BMW Sauber confirmed on Wednesday that they will pull out of Formula One at the end of what has been a disastrous season for the German car manufacturer.
“The BMW Group will not continue its Formula One campaign after the end of the 2009 season,” BMW chairman Norbert Reithofer said.
“Of course, this was a difficult decision for us, but it’s a resolute step in view of our company’s strategic realignment,” he said.
“Premium will be increasingly defined in terms of sustainability and environmental compatibility. This is an area in which we want to remain in the lead.
“We are continually reviewing all projects and initiatives to check them for future viability and sustainability.
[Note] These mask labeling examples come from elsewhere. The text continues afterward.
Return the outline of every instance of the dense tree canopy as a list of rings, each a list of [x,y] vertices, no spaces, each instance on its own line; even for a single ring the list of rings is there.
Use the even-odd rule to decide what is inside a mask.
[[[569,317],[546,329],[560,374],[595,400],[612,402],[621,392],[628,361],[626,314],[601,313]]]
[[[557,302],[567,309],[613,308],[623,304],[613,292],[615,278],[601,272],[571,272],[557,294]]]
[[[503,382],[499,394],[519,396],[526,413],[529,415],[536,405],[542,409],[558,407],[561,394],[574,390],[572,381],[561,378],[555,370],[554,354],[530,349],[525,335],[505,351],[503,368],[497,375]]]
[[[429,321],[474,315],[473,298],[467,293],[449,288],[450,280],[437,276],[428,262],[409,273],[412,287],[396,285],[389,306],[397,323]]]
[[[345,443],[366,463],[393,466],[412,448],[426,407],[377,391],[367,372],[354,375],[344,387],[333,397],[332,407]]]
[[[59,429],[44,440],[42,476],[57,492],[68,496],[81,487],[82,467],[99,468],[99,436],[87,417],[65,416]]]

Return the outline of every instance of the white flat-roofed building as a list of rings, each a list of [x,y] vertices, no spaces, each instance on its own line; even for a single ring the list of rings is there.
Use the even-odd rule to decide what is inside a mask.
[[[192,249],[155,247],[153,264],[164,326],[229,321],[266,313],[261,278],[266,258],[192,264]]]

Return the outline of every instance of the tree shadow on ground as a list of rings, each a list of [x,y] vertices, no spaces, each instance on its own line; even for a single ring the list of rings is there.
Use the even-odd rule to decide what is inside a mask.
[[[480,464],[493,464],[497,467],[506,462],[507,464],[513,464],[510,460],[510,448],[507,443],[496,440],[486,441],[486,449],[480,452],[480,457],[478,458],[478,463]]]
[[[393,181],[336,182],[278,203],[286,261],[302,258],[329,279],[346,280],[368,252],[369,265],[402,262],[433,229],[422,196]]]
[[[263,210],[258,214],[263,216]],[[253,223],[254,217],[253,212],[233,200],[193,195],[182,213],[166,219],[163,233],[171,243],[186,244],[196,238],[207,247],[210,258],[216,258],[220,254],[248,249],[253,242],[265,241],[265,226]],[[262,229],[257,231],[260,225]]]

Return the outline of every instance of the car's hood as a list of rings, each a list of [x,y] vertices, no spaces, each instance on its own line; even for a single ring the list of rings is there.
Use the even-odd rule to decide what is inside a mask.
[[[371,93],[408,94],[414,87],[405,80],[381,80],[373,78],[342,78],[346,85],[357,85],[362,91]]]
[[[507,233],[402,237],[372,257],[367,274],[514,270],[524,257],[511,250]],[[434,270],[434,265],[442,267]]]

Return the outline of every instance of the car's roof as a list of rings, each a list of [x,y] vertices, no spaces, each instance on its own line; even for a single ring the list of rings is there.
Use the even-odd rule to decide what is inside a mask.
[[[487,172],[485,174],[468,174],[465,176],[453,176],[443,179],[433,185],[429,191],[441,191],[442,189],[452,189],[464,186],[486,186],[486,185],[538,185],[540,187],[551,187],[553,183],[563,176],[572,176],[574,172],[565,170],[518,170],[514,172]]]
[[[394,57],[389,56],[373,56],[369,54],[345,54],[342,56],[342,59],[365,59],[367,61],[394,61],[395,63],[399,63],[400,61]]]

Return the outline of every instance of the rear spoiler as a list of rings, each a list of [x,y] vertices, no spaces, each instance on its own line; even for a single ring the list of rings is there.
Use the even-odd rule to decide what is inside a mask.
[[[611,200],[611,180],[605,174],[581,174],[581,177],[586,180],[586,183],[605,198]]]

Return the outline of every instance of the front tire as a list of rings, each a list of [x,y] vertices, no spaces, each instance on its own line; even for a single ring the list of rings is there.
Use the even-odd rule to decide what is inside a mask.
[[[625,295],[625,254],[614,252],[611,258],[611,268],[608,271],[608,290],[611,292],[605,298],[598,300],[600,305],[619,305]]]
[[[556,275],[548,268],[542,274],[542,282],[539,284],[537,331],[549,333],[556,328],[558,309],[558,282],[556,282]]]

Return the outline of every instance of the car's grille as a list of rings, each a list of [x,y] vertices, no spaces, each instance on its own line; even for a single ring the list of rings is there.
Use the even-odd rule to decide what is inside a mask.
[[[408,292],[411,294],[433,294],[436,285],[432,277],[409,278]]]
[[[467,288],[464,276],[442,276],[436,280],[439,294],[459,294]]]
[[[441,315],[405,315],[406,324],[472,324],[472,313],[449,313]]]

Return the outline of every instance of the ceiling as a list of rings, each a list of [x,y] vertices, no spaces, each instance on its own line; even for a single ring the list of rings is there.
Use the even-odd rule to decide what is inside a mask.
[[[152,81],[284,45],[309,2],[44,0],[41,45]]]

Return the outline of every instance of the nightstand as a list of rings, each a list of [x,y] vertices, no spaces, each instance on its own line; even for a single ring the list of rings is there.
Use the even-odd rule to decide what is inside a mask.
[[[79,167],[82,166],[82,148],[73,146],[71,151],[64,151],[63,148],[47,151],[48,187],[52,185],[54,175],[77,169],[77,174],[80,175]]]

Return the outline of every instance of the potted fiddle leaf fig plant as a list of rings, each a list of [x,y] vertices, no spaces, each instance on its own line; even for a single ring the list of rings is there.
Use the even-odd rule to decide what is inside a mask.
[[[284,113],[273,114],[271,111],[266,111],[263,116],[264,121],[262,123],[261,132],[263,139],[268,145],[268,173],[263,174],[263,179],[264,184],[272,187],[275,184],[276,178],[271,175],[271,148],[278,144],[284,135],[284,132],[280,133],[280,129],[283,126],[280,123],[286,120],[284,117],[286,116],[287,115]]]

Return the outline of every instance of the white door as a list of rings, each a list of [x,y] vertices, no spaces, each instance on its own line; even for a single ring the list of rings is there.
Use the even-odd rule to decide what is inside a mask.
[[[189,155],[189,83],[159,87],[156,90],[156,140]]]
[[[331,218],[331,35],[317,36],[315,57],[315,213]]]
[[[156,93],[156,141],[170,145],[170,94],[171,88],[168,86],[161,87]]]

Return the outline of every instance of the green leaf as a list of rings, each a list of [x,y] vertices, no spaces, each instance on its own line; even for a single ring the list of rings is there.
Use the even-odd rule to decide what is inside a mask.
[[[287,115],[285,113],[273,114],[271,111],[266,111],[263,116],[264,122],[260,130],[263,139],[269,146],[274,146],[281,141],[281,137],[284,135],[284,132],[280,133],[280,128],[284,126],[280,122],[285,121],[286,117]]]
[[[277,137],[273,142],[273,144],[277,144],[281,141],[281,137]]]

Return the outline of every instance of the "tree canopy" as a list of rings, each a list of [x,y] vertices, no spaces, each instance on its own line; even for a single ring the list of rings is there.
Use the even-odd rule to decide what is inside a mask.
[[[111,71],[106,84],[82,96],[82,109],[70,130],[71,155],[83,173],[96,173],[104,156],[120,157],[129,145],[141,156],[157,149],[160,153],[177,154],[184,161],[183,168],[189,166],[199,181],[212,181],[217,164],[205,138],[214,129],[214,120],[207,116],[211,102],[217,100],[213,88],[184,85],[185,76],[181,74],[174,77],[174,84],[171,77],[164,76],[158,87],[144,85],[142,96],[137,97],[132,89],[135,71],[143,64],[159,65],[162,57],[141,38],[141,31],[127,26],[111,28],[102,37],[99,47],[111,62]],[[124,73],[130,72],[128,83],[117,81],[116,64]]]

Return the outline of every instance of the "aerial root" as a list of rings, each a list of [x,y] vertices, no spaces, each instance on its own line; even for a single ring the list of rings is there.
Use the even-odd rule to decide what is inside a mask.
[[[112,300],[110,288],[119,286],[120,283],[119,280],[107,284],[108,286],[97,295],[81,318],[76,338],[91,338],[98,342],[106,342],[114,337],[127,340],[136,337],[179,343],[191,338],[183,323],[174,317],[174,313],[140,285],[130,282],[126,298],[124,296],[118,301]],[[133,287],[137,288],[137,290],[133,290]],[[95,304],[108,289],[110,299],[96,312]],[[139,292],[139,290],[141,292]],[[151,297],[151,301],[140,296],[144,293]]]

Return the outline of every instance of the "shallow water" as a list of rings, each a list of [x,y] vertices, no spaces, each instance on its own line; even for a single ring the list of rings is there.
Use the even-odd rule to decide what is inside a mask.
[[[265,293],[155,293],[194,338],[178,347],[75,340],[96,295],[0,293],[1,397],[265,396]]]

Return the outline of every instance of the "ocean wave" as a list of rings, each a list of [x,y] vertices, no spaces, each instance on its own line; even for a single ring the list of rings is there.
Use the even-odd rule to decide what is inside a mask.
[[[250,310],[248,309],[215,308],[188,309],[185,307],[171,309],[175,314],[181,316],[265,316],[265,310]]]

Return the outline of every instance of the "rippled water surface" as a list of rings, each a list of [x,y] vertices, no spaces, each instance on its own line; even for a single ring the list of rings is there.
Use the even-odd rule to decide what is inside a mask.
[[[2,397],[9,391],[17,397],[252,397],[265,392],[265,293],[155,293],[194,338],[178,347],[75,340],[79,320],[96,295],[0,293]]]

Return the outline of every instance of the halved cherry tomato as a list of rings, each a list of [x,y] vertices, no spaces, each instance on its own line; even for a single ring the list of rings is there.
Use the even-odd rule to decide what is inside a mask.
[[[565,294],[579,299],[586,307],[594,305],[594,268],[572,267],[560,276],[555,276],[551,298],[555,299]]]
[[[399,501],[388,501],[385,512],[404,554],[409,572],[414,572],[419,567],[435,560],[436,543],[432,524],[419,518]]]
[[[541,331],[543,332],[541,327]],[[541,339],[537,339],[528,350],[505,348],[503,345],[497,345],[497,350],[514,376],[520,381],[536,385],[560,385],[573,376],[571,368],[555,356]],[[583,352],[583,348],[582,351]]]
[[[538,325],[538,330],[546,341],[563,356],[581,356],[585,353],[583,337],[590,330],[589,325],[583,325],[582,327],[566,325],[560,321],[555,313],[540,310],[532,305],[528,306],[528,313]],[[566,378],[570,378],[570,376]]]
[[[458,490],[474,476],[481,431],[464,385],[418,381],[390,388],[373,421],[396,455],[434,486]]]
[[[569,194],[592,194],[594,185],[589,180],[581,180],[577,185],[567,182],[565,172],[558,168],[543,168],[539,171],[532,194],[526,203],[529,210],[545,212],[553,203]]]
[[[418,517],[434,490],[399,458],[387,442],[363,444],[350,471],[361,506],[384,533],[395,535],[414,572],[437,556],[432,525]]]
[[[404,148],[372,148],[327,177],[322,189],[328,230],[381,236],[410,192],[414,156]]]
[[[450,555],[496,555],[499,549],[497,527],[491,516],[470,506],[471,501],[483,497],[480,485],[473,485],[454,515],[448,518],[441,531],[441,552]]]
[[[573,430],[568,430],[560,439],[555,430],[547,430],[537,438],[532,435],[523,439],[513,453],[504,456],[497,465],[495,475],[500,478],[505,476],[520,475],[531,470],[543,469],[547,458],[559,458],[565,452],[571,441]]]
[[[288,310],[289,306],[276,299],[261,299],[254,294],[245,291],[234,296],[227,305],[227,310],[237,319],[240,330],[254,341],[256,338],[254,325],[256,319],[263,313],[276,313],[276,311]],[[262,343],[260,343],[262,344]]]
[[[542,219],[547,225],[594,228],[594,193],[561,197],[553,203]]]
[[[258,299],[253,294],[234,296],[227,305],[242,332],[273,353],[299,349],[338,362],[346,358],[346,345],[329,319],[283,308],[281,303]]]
“Our Formula One campaign is thus less a key promoter for us.” BMW have had a poor campaign with drivers Nick Heidfeld and Robert Kubica giving the team just eight points this season from ten Grand Prix to leave them eighth in the nine-team constructors’ championship.
BMW arrived in Formula One in 2000 and in 2005 took over the Swiss team Sauber, to become the BMW Sauber stable which now employs 730 people. Their only Grand Prix win as BMW Sauber came when Kubica won in Canada in 2008, while he also achieved the team’s only pole position in Bahrain in 2008.
The team finished third last season behind Ferrari and McLaren-Mercedes. The announcement makes the German car group the second major manufacturer to pull out of the sport following Honda’s withdrawal in December.
And in a statement released by the FIA, motor racing’s world governing body said they hoped the sport has seen the last departure of a major manufacturer. “The FIA regrets the announcement of BMW’s intended withdrawal from Formula One but is not surprised by it,” the statement read.
“It has been clear for some time that motor sport cannot ignore the world economic crisis. “Car manufacturers cannot be expected to continue to pour large sums of money into Formula One when their survival depends on redundancies, plant closures and the support of the taxpayer. “This is why the FIA prepared regulations to reduce costs drastically. “These measures were needed to alleviate the pressure on manufacturers following Honda’s withdrawal, but also to make it possible for new teams to enter.
“Nevertheless, as a result of a sustained cost-cutting campaign by the FIA, new measures are in the process of being agreed which should make it easier for new teams to enter and enable existing ones to participate on much-reduced budgets. “Hopefully it will be enough to prevent further withdrawals and provide a solid foundation for Formula One.”
Meanwhile, BMW’s rival German manufacturer Mercedes confirmed their commitment to the sport. “We regret the withdrawal of BMW from Formula One. This decision will not have the slightest influence on our commitment to Formula One,” a spokesman said.